Warm and fuzzy

I was sitting on a park bench in the exact spot where I first laid eyes upon Amber. I got a warm and fuzzy feeling all over, even though the air was crisp with a breeze that hunched me over. The geese and ducks splashed in the pond and posed for camera-poised pedestrians. I snapped a soon-to-be Instagramed photo of the afternoon light passing through the fall-tinted tree in front of my vision.

And as I sat, shivering with each passing, bone-chilling breeze, I thought about pictures and my blog and its evolution. I’m becoming more interested in photos that capture the perfect moment instead of trying to take pictures of flawlessly plated food; contrived and lacking any form of intimacy.

Some of my favorite recipes from magazines and cookbooks are the ones without an image. Maybe I’m missing something I thought, as I flipped through my photo stream, stopping on a picture of an over-sized leaf of rainbow chard. Maybe telling stories isn’t always in the finished dish; it’s in the ingredients.

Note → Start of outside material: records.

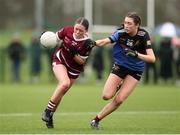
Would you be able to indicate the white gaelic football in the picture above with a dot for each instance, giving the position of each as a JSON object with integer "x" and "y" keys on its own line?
{"x": 49, "y": 39}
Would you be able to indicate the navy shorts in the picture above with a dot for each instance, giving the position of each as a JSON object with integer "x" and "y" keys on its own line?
{"x": 122, "y": 72}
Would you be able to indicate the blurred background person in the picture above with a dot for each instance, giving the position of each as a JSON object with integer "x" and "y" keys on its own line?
{"x": 16, "y": 53}
{"x": 98, "y": 64}
{"x": 35, "y": 59}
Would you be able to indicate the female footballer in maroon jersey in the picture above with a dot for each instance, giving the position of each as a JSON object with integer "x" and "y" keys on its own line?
{"x": 68, "y": 62}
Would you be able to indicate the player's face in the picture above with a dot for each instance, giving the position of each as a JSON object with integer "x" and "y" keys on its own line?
{"x": 79, "y": 31}
{"x": 130, "y": 27}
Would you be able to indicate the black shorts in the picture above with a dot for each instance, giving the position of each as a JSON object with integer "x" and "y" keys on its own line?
{"x": 122, "y": 72}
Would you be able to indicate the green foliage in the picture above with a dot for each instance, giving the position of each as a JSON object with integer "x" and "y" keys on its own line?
{"x": 149, "y": 110}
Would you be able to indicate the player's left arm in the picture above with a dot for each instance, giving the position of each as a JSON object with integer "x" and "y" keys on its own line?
{"x": 79, "y": 59}
{"x": 149, "y": 56}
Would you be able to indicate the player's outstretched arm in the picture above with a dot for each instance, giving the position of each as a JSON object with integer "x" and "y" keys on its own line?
{"x": 102, "y": 42}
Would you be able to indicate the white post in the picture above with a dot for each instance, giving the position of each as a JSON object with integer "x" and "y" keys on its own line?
{"x": 88, "y": 13}
{"x": 150, "y": 14}
{"x": 39, "y": 16}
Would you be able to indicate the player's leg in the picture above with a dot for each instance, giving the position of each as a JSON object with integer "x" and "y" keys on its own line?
{"x": 109, "y": 91}
{"x": 127, "y": 87}
{"x": 110, "y": 88}
{"x": 64, "y": 83}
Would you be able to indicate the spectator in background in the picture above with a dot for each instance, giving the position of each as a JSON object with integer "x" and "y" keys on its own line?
{"x": 16, "y": 52}
{"x": 98, "y": 64}
{"x": 35, "y": 60}
{"x": 166, "y": 59}
{"x": 151, "y": 68}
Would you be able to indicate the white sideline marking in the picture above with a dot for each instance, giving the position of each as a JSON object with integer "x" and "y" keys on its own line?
{"x": 90, "y": 113}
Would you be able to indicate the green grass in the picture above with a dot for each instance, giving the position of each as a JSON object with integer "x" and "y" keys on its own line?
{"x": 150, "y": 109}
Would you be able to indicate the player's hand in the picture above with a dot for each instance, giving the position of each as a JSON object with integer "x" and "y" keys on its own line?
{"x": 73, "y": 51}
{"x": 130, "y": 52}
{"x": 89, "y": 43}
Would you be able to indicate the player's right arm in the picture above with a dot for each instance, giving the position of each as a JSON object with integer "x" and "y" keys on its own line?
{"x": 102, "y": 42}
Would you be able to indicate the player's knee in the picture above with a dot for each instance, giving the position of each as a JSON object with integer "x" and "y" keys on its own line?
{"x": 106, "y": 96}
{"x": 64, "y": 85}
{"x": 118, "y": 101}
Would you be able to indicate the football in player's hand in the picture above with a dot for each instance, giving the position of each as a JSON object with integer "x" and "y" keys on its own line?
{"x": 48, "y": 39}
{"x": 89, "y": 43}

I’ve always been the person that finds the layers of the slices of life the most interesting. It’s not just about one bad day, followed by one great day; it’s the minutia from bad to great that is interesting: the pink and purple globular clouds that hovered over the tips of the mountain range on my drive home; the joke the keeps on giving; the frosty layer of ice on my car, and extra blanket on my bed insuring me that fall/winter has actually arrived. It’s about my argyle socks and a Friday night with Amber. It’s about that giant leaf of rainbow chard.

This blog is evolving, and it’s about ingredients. It’s about memories and smiles. I’m not a recipe blogger; I’m a storyteller. If you’re here for my recipes, the recipe can still exist without a deliciously framed image. The story is where it’s at.

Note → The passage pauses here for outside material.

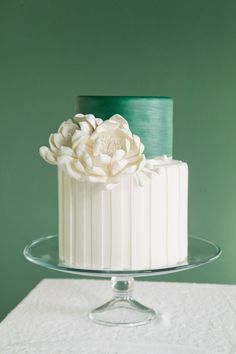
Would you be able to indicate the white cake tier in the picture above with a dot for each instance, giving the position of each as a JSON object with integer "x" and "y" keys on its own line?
{"x": 129, "y": 227}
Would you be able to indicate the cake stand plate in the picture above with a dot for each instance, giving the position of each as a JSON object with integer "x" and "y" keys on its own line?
{"x": 122, "y": 310}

Friday night I made a nearly perfectly roasted chicken. I’ve roasted plenty of chickens in my time; and every time I’ve roasted them perfectly – rub it and stuff it with choice seasonings and flavors – I like lemon and herbs under the skin, garlic in the cavity, and a little salt, pepper and paprika and herbs all over. Crank the oven to 425; roast for 30 mins to get a nice crispy skin; then turn the temp down to 350 and roast for another 40-50 mins depending on the size of the bird. For some reason, it was slightly under done. It didn’t make any sense. I scratched my head and shrugged it off, put the bird back in the oven for a few more mins and continued to warm the sides: roasted cauliflower purée (think mashed potatoes, but with cauliflower instead) and sautéed rainbow chard with onions. This is the kind of comforting meal that gives me warm and fuzzy feelings.

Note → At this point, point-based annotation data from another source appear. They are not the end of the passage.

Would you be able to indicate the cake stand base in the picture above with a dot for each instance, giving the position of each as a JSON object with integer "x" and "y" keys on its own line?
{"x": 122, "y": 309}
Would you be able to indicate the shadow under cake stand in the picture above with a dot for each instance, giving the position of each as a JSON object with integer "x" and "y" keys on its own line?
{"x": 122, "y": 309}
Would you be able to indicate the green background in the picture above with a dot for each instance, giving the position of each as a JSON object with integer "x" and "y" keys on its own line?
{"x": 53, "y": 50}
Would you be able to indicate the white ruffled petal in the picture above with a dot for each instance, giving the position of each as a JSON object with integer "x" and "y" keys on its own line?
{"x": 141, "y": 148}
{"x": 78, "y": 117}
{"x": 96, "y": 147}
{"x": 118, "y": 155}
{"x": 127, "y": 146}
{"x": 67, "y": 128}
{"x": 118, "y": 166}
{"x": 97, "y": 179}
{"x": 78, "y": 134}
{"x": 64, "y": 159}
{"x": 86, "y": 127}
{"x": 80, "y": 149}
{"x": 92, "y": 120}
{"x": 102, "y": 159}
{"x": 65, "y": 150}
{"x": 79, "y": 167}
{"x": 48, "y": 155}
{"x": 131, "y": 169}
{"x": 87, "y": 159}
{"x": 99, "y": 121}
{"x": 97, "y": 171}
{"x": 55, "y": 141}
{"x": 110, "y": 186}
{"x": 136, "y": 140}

So here I sit, pontificating. And half of you probably already checked out when you scrolled to the bottom looking for a picture and a recipe, found what you needed and clicked away. But for those of you who stayed and read; and continue to share and tell your friends to read; I’m sprouting this blog in a new pot (still with recipes) but with more depth. You might not get a post every week, but you’ll get (hopefully) a story that will make you wistful or nostalgic or happy or sad or hungry; and it will leave you with those wonderful, warm and fuzzy feelings.

Roast Chicken

(While everyone has their strategy for roasting a chicken, I’ve always preferred this method – you get crispy skin and no worry of over cooking with too extreme of an oven temp)

3-4 pound chicken




fresh thyme or rosemary, finely chopped

1 lemon – 1/2 thinly sliced, ½ reserved

2 cloves garlic

Preheat oven to 425. Slice open the skin on the top of the chicken and stuff with think slices of lemon and herbs. Sprinkle salt, pepper and paprika over entire chicken and rub to get even coating. Put garlic and remaining half of lemon in the cavity of the chicken. Roast for 30 mins at 425 and turn heat down to 350, roasting for another 40-50 mins or until chicken is completely cooked (165). Let chicken rest for 15-20 mins before carving.

Roasted Cauliflower Purée

1 head cauliflower, core removed and florets cut into uniform sizes

1 large potato (optional) peeled, cubed and boiled until soft

olive oil



1/8 cup chicken stock

¼ – ½ cup milk

1 TBSP butter

Preheat oven to 425. Put cauliflower on foil-lined roasting pan and drizzle with olive oil. Sprinkle with salt and pepper and toss to evenly coat all pieces. Roast for 25 mins or until fork tender. Place cauliflower (and potato if using) in blender with milk and stock and purée until smooth. Add more milk if necessary to achieve your preferred consistency. Add purée to sauce pan and butter. Keep warm until ready to serve.

Sautéed Rainbow Chard

1 bunch of rainbow chard, stems removed and roughly chopped

½ onion, thinly sliced

olive oil



1/8- ¼ cup red wine vinegar

Heat oil in skillet over med-high heat and sauté onions until soft. Add chard, season with salt and pepper and stir until wilted. Add a splash of chicken stock or water or wine and cover with lid for a few mins. Finish with vinegar.


3 responses to “Warm and fuzzy

  1. You make me feel warm and fuzzy. 🙂 You left the “secret” ingredient out of the cauliflower puree! Did you do that on purpose?